Saturday, May 19, 2007

New Training Partner

I found a guy from my church, who is also the dad of one of my daughter's friends, who is somewhat into the idea of training for triathlons. He has done a few in his life, but none recently, and he still regularly does 5 and 10K runs. He was planning on trying a triathlon later this year in Illinois, when he is visiting his parents, so he needs to train. This created an opportunity for me to have a training buddy, at least on the bike. So today we went for an hour-long mountain-bike ride which was about half on-road and half off. It was very enjoyable to have someone to chat with on that long of a ride. Somehow, we averaged 12 mph on this ride, so that gave me some hope that I am not totally screwed for the real thing. It was not physically debilitating, but we did keep up the pace pretty much near the limit of our abilities for most of the ride. Okay, so 12 mph isn't going to set any records but there were tree roots and rocks and stuff all over the place, so I assume we will be able to pick up the pace a bit if the course is all road.

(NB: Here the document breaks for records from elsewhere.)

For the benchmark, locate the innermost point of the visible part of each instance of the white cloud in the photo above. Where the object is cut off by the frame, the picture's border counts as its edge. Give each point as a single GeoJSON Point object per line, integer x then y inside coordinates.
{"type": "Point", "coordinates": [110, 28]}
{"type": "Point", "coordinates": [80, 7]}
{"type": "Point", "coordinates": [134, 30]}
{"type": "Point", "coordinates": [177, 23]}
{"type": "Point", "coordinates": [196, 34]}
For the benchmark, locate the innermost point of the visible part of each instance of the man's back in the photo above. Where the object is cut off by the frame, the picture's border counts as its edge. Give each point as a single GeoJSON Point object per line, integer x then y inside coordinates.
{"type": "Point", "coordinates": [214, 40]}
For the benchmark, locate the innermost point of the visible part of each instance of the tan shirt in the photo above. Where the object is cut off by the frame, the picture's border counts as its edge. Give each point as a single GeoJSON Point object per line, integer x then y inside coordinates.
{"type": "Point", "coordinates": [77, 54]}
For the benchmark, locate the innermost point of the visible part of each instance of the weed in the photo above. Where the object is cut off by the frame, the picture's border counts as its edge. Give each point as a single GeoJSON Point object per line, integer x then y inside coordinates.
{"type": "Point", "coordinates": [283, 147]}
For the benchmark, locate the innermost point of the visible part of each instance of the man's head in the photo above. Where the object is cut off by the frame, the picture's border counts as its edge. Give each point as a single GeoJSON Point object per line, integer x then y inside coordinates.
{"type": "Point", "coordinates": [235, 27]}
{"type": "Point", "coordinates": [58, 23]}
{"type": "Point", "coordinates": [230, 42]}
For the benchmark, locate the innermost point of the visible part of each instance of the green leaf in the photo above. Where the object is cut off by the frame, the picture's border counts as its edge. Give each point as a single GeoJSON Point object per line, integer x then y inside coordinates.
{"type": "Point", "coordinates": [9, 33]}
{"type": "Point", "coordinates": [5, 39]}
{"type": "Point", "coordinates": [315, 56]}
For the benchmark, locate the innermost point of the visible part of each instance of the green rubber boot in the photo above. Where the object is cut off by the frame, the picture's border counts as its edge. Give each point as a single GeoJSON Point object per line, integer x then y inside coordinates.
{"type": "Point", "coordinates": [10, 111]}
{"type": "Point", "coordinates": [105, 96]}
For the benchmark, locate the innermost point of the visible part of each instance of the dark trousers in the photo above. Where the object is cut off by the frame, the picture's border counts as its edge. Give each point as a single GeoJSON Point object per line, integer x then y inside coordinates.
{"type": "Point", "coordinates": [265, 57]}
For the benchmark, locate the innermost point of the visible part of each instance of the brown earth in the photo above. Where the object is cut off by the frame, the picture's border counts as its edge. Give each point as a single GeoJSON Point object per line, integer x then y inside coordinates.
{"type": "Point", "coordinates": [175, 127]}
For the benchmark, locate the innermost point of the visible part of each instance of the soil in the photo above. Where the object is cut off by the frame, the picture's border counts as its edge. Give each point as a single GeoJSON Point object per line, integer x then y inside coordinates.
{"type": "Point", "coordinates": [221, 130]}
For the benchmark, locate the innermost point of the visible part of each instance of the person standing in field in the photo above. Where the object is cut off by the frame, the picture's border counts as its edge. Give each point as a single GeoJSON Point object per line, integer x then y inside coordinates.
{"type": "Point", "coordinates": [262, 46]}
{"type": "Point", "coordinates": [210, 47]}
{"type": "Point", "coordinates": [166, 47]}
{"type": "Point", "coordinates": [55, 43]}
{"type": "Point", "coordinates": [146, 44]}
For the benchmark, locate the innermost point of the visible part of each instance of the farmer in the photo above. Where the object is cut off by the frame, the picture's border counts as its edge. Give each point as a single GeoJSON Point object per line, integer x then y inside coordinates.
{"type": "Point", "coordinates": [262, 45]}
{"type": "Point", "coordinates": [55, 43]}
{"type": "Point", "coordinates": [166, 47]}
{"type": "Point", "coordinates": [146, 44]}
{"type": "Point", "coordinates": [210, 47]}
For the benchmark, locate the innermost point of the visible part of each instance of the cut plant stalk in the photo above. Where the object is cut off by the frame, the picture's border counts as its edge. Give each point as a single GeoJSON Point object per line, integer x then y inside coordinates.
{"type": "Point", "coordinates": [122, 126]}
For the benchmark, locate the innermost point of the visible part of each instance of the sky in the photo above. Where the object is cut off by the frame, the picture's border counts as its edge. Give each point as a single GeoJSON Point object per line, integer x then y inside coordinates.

This was the first long ride I have done outside this year. One thing I discovered is that I need some gloves with padded palms. My fingers were kind of numb after a little while. I also experienced for the second time in a year a problem that I might encounter in a race that could be quite bothersome. My eye gets something in it that just feels like acid. I don't know if I am sweating out all the peppers I eat as pepper spray sweat or if there are chemicals on my handlegrips or what, but my eyes get so painful that I can hardly keep them open and there is serious pain involved. I suppose I can douse myself with water if this happens in a race, but dang, it feel like I got maced. Anyone have any ideas about that?

I'm looking forward to more good rides all summer. This was probably my first real endurance workout at my target heart rate (if I was even getting there) that I have been on all year. I am encouraged that I might actually be able to do this.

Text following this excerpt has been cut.